SCAIM Seminar: Hans De Sterck
- Date: 07/12/2016
- Time: 12:30
University of British Columbia
Accelerated Parallel Optimization Algorithms for Distributed Data Analytics in Apache Spark
Scalable parallel optimization methods are gaining importance for a wide range of machine learning applications, for example, as implemented in the machine learning library of the Apache Spark distributed data processing environment. I will discuss our work on accelerating parallel algorithms for two common applications in this area: matrix factorization for recommendation systems, and line search methods for problems such as logistic regression.
For the recommendation application, we accelerate the standard Alternating Least Squares (ALS) optimisation algorithm using a nonlinear conjugate gradient (NCG) wrapper around the ALS iterations. In parallel numerical experiments on a 16 node cluster with 256 computing cores, we demonstrate that the combined ALS-NCG method requires many fewer iterations and less time (with acceleration factors of 4 and more) than standalone ALS to reach movie rankings with high accuracy on the MovieLens 20M dataset and synthetic datasets with up to nearly 1 billion ratings (http://arxiv.org/abs/1508.03110).
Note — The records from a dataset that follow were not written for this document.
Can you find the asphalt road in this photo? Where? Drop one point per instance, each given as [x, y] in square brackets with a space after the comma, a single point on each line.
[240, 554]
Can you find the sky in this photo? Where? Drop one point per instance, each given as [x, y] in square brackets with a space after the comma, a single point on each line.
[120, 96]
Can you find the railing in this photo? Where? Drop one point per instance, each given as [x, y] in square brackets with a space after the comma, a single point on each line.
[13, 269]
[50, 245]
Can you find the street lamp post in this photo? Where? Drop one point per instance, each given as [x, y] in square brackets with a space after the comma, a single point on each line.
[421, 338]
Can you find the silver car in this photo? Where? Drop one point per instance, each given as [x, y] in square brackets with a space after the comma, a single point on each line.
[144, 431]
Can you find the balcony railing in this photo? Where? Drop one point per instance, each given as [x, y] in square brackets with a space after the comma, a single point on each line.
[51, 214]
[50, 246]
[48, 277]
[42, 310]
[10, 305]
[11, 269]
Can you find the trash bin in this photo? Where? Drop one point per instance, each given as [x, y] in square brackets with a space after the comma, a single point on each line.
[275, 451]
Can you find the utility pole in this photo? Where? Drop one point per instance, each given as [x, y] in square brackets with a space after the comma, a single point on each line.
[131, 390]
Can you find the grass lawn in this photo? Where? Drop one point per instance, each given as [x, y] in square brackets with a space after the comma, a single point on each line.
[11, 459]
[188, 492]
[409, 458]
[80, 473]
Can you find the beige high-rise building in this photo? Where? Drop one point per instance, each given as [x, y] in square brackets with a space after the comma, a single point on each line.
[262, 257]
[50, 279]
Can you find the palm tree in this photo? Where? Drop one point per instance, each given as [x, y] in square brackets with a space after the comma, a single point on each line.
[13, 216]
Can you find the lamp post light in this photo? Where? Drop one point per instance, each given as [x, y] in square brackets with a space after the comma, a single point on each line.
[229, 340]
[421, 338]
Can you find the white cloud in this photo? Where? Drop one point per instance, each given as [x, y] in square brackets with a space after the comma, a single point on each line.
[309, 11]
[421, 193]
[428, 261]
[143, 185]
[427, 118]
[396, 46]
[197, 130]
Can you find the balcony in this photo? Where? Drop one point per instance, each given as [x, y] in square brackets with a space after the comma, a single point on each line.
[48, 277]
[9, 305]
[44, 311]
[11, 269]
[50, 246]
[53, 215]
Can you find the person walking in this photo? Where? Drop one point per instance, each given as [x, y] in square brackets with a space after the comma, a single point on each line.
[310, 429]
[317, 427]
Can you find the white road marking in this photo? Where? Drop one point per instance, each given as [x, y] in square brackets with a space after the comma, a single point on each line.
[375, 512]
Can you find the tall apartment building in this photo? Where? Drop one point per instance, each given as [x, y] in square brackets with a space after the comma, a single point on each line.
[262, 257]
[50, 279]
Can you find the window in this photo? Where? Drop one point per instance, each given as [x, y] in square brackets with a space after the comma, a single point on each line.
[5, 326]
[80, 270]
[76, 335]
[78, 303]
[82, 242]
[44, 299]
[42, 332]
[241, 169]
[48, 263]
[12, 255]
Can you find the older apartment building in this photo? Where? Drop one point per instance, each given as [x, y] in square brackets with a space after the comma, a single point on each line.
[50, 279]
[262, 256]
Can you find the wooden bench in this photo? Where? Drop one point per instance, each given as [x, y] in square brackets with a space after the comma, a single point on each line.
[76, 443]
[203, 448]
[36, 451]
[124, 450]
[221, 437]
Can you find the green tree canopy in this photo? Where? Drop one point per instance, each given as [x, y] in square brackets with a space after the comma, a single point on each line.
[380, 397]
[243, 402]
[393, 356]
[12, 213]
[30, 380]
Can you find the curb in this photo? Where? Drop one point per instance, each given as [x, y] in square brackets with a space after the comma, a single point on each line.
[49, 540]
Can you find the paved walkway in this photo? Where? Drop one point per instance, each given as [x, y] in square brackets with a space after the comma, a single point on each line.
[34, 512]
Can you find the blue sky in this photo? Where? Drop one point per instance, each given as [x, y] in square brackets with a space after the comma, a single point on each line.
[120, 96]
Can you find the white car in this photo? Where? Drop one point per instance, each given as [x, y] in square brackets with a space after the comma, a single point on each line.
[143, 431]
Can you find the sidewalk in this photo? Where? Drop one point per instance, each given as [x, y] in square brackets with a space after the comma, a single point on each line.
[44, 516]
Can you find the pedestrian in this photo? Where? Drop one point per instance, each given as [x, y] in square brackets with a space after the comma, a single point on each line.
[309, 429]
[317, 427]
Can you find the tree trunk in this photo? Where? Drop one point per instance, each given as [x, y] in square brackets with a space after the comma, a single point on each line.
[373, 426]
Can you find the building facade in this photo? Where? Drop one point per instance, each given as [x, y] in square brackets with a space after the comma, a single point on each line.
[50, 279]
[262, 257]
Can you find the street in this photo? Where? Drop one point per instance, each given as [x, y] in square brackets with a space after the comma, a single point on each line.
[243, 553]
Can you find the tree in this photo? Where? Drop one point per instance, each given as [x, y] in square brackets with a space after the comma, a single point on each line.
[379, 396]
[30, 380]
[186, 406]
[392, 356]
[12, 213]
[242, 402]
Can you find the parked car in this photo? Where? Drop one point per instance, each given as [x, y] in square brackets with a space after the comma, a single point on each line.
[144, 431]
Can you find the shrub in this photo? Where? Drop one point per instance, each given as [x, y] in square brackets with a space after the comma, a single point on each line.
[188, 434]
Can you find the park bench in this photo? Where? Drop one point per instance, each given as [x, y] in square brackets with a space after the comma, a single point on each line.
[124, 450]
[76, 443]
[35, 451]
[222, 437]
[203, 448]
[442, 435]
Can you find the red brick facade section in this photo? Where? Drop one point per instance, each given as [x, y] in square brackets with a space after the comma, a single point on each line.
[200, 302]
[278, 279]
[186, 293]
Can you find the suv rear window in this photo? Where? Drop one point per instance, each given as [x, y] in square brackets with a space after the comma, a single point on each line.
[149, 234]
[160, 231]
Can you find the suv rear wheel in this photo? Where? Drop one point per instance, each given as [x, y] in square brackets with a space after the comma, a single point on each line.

The second part of the talk discusses a new type of parallel line search for large-scale unconstrained minimization of smooth loss functions such as logistic regression. We present a new line search technique that computes more accurate minima by evaluating a Taylor polynomial approximation to the loss function, which also reduces the parallel communication costs, resulting in overall efficiency gains of a factor of 2 or more in parallel compared to existing approaches (http://arxiv.org/abs/1510.08345).
This is joint work with Mike Hynes.
Location: ESB 4133
Lunch will be provided